Section 5 — Out of Scope
Purpose: Prevent scope creep — the silent killer of software projects. Explicitly naming what will not be built in this version is as important as defining what will be.
## 🚫 5. Out of Scope
- [ ] [Feature or aspect that will NOT be addressed in this phase/version].
Every item here frees the AI from having to ask clarifying questions during /build. If the developer asks for something that appears in this section during a later session, the AI will flag the contradiction rather than silently implementing it.
Section 6 — Risks & Mitigation
Purpose: Anticipate problems before they become blockers. The framework treats risk identification as a senior engineering skill, not a bureaucratic formality. Each risk must have a corresponding mitigation strategy.
The template defines three risk categories that must always be considered:
Standard risk:
- **Risk:** The external API has rate limits.
- **Mitigation:** Implement a local cache layer.
Security & Privacy risk (AI/Data):
- **Risk:** Secret leakage, injection of vulnerable code by the agent,
or hallucinated dependency packages (slopsquatting).
- **Mitigation:** Implement deterministic pre-commit hooks with secret
scanning (e.g., gitleaks) and mandatory dependency audit in
/code-simplify.
AI Context Consumption / Bot Tracking risk:
- **Risk:** AI agents consume excessive tokens parsing complex HTML,
or get lost in registration flows.
- **Mitigation:** Implement an llms.txt file with a Markdown web map
and configure dynamic content negotiation for text/markdown.
A well-written risk entry always names a specific failure mode, not a generic category. “API dependency risk” is weak. “The Stripe API has a 100 req/s rate limit and no documented retry behavior for 429 responses” is actionable.
Section 7 — Open Questions
Purpose: Capture decisions that have not been made yet and cannot be safely assumed. These items must be resolved — or have a clear resolution path — before the AI will advance to /plan.
## ❓ 7. Open Questions
- [ ] Do we need offline support from day one?
- [ ] What data volume do we expect in the first month?
The AI is explicitly instructed not to proceed to /plan while critical open questions remain unresolved. If you try to skip this gate, the AI will pause and ask for resolution rather than guessing.
Section 8 — Evaluation Criteria & AI Evals
Purpose: Define the quality rubrics for non-deterministic AI components integrated in the system.
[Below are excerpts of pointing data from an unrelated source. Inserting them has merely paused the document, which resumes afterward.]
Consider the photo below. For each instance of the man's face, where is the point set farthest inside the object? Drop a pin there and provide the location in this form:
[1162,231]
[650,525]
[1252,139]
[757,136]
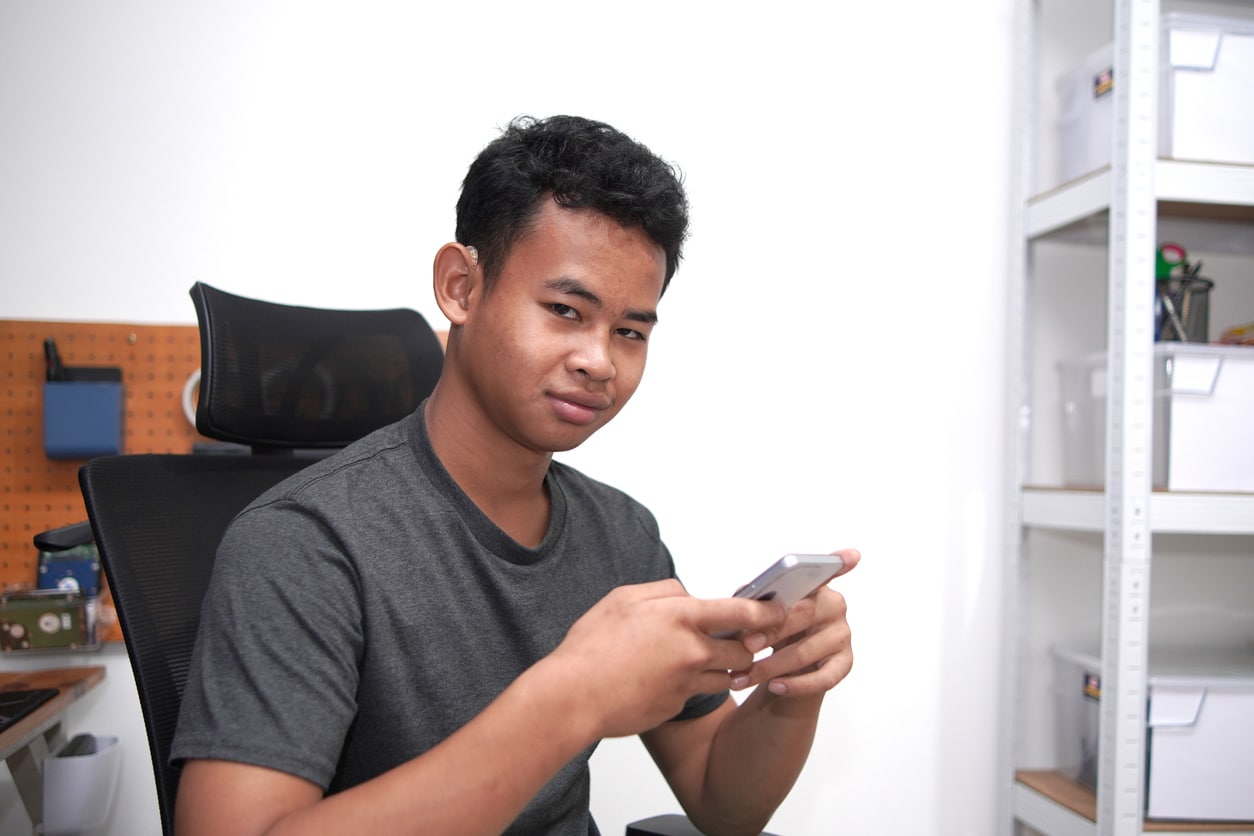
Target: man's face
[558,344]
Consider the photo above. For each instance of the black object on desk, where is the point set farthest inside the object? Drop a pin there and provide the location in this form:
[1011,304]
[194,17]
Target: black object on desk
[15,705]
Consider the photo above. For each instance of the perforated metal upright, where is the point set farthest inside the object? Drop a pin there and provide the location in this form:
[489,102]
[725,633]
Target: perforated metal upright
[1129,412]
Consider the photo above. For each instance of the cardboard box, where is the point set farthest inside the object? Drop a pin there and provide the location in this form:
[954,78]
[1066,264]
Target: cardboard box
[1203,417]
[1205,97]
[1200,730]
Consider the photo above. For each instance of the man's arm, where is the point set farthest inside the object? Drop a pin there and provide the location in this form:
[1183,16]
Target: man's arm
[627,664]
[731,768]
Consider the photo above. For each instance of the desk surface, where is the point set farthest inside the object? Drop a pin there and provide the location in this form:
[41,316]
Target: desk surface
[70,682]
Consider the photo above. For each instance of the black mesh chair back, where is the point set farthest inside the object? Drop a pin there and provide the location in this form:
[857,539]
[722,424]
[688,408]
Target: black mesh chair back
[284,376]
[277,379]
[157,522]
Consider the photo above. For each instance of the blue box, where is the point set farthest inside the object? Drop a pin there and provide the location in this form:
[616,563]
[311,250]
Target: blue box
[82,419]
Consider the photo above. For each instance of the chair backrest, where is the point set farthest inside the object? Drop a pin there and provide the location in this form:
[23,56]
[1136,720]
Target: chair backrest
[273,377]
[157,522]
[284,376]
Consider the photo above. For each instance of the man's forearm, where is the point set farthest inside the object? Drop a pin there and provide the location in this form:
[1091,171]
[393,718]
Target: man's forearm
[754,761]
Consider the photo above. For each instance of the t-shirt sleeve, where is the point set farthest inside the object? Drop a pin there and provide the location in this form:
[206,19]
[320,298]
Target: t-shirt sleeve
[701,705]
[273,678]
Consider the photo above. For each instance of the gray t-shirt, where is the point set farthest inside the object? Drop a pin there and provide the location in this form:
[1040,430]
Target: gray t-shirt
[365,609]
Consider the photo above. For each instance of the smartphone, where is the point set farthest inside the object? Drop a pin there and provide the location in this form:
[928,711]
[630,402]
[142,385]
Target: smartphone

This section applies when the project includes AI prompts, LLM-powered features, or any component whose output cannot be verified with a simple assertion.
| Metric Type | What to define |
|---|
| Output Metrics | Response accuracy, JSON format conformance, absence of hallucinations. |
| Trajectory Metrics | Efficiency of MCP tool calls, API call limits, step count to task completion. |
These criteria are passed directly to the /test phase, where they become the evaluation suite (Evals) run against the AI components.
## 🧪 8. Evaluation Criteria & AI Evals
- [ ] **Output Metrics:** [e.g., Response accuracy, JSON format conformance,
absence of hallucinations].
- [ ] **Trajectory Metrics:** [e.g., MCP tool call efficiency,
API call limit compliance].
Closing Instruction
The final line of every SPECIFICATIONS.md template carries a binding instruction to the AI:
**AI Instruction:** Do not proceed to `/plan` until all critical
"Open Questions" have been resolved or have a defined resolution path.